MUCHOS científicos tuvieron la generosidad de guiarme, informarme e instruirme. La contribución de algunos será evidente para el lector; pero muchos otros, no citados en el texto o mencionados sólo de paso, me ayudaron igualmente, poniendo a mi disposición su tiempo y su inteligencia. Abrieron sus archivos, registraron su memoria, debatieron entre sí y apuntaron formas de pensar en una ciencia que me eran indispensables. Varios leyeron el manuscrito original. Mi investigación sobre el tema de este libro necesitó de su paciencia y su honradez.
Deseo expresar mi reconocimiento a mi editor, Daniel Frank, cuya imaginación, sensibilidad e integridad aportaron a estas páginas más de lo que puedo expresar. Dependí de Michael Carlisle, mi agente literario, quien me concedió su apoyo, tan certero como entusiástico. En el New York Times, Peter Millones y Don Erikson me auxiliaron de manera decisiva. Entre las personas que colaboraron con ilustraciones figuran Heinz-Otto Peitgen, Peter Richter, James Yorke, Leo Kadanoff, Philip Marcus, Benoît Mandelbrot, Jerry Gollub, Harry Swinney, Arthur Winfree, Bruce Stewart, la familia Fereydoon, Irving Epstein, Martin Glicksman, Scott Burns, James Crutchfield, John Milnor, Richard Voss, Nancy Sterngold y Adolph Brotman. También estoy agradecido a mis padres, Beth y Donen Gleick, que no sólo me educaron correctamente, sino también corrigieron el libro.
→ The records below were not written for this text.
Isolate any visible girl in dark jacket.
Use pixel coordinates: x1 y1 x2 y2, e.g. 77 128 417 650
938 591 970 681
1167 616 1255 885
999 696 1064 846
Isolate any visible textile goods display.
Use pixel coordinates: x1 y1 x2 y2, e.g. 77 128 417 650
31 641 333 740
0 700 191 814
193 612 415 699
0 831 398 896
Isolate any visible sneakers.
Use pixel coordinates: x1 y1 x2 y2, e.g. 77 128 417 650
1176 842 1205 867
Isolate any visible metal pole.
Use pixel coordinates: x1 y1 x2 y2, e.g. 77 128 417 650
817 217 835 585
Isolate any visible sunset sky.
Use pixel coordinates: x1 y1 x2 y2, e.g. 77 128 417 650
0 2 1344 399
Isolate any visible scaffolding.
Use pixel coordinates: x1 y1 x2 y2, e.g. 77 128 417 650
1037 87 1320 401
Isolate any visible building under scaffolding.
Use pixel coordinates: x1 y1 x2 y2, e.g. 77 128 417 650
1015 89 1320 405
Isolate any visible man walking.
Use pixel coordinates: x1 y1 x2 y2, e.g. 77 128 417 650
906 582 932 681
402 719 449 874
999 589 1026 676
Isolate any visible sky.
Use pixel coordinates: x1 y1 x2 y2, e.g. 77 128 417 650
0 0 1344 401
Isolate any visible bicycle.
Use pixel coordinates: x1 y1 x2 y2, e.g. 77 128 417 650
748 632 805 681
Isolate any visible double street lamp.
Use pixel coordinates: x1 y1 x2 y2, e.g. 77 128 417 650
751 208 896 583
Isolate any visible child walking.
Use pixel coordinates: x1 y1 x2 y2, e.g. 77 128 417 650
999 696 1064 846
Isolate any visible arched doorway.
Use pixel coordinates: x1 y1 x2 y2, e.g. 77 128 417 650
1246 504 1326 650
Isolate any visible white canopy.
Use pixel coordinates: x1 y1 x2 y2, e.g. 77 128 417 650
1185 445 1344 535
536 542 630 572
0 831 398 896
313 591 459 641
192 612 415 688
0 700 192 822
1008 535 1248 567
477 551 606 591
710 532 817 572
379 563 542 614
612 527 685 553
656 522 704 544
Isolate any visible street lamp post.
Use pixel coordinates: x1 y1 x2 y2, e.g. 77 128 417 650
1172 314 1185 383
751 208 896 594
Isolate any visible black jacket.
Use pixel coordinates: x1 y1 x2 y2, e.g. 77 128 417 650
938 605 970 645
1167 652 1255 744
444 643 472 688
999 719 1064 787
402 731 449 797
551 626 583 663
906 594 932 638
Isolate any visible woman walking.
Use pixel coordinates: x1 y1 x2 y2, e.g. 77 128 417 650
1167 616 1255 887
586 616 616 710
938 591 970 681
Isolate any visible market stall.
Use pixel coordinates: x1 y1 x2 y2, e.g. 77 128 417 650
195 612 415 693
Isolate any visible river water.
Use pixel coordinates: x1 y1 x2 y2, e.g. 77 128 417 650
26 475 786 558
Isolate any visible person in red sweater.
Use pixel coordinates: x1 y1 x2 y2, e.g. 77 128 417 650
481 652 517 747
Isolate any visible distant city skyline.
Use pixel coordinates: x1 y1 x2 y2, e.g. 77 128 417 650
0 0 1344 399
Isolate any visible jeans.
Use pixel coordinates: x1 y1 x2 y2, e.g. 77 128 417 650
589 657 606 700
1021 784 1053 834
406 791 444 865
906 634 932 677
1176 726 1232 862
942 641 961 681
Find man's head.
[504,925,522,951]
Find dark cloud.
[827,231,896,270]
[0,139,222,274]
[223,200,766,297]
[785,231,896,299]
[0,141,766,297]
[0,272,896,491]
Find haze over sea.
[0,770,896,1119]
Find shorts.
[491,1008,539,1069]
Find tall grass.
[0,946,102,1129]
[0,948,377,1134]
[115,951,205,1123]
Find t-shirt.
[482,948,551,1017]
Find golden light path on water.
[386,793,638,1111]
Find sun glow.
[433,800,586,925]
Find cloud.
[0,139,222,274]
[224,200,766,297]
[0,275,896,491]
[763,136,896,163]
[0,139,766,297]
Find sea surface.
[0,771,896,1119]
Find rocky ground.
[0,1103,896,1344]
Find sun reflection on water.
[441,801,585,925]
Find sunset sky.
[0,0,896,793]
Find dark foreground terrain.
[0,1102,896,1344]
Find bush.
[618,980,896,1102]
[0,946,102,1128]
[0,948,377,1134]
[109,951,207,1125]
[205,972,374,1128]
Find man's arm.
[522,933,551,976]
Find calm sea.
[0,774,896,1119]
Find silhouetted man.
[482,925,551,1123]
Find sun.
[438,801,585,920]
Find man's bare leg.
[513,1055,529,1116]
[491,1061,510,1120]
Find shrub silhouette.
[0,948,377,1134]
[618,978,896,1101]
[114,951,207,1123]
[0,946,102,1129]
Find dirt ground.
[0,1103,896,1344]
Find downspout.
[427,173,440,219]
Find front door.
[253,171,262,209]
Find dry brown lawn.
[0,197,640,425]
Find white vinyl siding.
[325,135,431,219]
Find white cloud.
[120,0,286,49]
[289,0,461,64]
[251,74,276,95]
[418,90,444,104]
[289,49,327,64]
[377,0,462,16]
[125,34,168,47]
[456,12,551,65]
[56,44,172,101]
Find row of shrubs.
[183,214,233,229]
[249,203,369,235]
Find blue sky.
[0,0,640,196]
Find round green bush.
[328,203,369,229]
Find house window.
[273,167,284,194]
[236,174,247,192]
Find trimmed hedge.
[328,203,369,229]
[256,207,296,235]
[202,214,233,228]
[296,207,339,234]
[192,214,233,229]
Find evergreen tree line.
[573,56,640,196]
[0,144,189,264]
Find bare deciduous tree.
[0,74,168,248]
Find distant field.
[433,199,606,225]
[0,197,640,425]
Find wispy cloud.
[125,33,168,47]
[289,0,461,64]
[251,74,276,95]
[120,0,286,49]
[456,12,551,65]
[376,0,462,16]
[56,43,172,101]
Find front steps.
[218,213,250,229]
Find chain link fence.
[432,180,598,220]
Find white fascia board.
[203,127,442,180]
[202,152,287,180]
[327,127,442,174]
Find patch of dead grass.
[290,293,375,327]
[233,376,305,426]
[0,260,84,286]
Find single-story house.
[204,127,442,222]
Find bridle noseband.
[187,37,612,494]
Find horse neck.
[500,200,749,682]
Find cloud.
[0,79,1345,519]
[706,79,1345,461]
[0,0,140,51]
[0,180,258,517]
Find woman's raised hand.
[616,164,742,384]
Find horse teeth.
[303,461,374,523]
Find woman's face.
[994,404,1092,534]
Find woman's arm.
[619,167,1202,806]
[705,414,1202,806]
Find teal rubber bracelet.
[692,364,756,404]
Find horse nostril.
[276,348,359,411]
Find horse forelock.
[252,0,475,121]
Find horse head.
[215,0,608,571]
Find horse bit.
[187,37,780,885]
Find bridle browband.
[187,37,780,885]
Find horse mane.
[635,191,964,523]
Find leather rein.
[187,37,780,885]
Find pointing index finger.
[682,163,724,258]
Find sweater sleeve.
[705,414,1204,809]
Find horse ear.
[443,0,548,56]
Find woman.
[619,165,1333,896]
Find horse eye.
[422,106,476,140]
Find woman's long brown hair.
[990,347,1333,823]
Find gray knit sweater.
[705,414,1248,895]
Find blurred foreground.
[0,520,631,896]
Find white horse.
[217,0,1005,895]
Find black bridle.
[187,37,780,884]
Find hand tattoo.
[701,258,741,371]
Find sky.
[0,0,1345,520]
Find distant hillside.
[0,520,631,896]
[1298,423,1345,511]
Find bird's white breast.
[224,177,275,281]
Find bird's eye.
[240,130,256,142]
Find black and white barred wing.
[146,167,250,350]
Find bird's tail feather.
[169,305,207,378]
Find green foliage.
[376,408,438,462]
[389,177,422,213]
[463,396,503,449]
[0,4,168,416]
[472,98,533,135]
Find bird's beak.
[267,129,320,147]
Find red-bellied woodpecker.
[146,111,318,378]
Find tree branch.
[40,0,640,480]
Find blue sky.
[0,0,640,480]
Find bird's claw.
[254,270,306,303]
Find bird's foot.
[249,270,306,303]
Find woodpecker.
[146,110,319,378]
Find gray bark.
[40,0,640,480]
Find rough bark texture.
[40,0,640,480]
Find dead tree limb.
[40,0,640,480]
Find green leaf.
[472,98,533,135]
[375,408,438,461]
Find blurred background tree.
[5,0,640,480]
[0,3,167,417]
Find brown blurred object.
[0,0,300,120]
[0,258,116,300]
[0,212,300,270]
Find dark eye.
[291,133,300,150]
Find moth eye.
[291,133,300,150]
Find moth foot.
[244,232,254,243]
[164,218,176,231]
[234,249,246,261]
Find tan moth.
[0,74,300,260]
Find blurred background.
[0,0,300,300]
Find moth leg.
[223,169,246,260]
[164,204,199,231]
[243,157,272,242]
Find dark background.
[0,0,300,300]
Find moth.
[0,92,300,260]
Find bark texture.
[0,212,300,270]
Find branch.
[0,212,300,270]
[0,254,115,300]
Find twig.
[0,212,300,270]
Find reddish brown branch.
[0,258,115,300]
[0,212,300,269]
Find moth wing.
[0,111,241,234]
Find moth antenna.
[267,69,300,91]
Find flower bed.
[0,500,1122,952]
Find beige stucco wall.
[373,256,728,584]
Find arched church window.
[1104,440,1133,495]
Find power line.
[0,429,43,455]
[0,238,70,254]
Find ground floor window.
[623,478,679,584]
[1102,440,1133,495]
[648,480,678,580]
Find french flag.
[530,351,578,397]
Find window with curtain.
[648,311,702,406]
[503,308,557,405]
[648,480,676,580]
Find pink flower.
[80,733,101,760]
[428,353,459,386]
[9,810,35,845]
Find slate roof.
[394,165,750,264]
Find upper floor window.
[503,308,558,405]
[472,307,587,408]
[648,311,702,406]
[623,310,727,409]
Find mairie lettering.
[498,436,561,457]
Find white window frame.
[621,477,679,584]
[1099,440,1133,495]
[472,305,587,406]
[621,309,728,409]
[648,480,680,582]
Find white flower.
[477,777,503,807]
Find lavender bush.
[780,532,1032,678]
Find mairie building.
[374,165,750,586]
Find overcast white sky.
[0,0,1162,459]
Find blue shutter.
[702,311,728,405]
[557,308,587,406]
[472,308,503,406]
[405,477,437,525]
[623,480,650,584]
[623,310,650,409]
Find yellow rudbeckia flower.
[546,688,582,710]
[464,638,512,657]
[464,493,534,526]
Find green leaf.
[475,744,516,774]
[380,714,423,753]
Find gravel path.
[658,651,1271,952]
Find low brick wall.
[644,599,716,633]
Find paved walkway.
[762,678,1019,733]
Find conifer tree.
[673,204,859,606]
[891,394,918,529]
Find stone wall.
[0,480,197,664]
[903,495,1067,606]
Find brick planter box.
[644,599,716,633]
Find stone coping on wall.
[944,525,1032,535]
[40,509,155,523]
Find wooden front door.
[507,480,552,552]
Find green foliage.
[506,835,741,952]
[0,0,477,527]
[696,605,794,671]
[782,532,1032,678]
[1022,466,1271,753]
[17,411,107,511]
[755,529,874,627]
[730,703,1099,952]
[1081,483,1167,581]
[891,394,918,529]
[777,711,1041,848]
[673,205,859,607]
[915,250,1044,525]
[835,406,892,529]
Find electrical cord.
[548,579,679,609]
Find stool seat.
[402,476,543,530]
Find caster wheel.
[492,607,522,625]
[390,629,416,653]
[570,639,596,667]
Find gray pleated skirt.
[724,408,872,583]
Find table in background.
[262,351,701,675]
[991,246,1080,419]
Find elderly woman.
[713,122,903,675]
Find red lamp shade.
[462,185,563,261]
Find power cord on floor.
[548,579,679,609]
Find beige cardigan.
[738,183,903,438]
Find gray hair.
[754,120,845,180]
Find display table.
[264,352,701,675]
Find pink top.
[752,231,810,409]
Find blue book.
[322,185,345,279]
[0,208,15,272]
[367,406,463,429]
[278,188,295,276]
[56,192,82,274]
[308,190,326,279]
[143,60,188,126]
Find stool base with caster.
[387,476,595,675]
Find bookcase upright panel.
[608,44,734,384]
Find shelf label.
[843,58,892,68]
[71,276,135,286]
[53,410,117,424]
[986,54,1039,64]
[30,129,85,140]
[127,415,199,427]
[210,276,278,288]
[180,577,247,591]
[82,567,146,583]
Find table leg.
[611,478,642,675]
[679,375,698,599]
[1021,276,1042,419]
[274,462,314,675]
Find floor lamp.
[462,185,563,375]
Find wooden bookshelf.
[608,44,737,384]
Goethe escribió: «Tenemos el derecho de esperar de quien se propone ofrecernos la historia de una ciencia que nos informe de cómo se conocieron gradualmente los fenómenos de que trata, y de lo que se imaginó, conjeturó, se supuso o pensó sobre ellos». Es «asunto aventurado —continuó— pues, en tal empresa, el escritor anuncia de modo tácito al principio que se propone iluminar unas cosas y dejar otras en la sombra. Sin embargo, el autor ha disfrutado durante el cumplimiento de su quehacer…».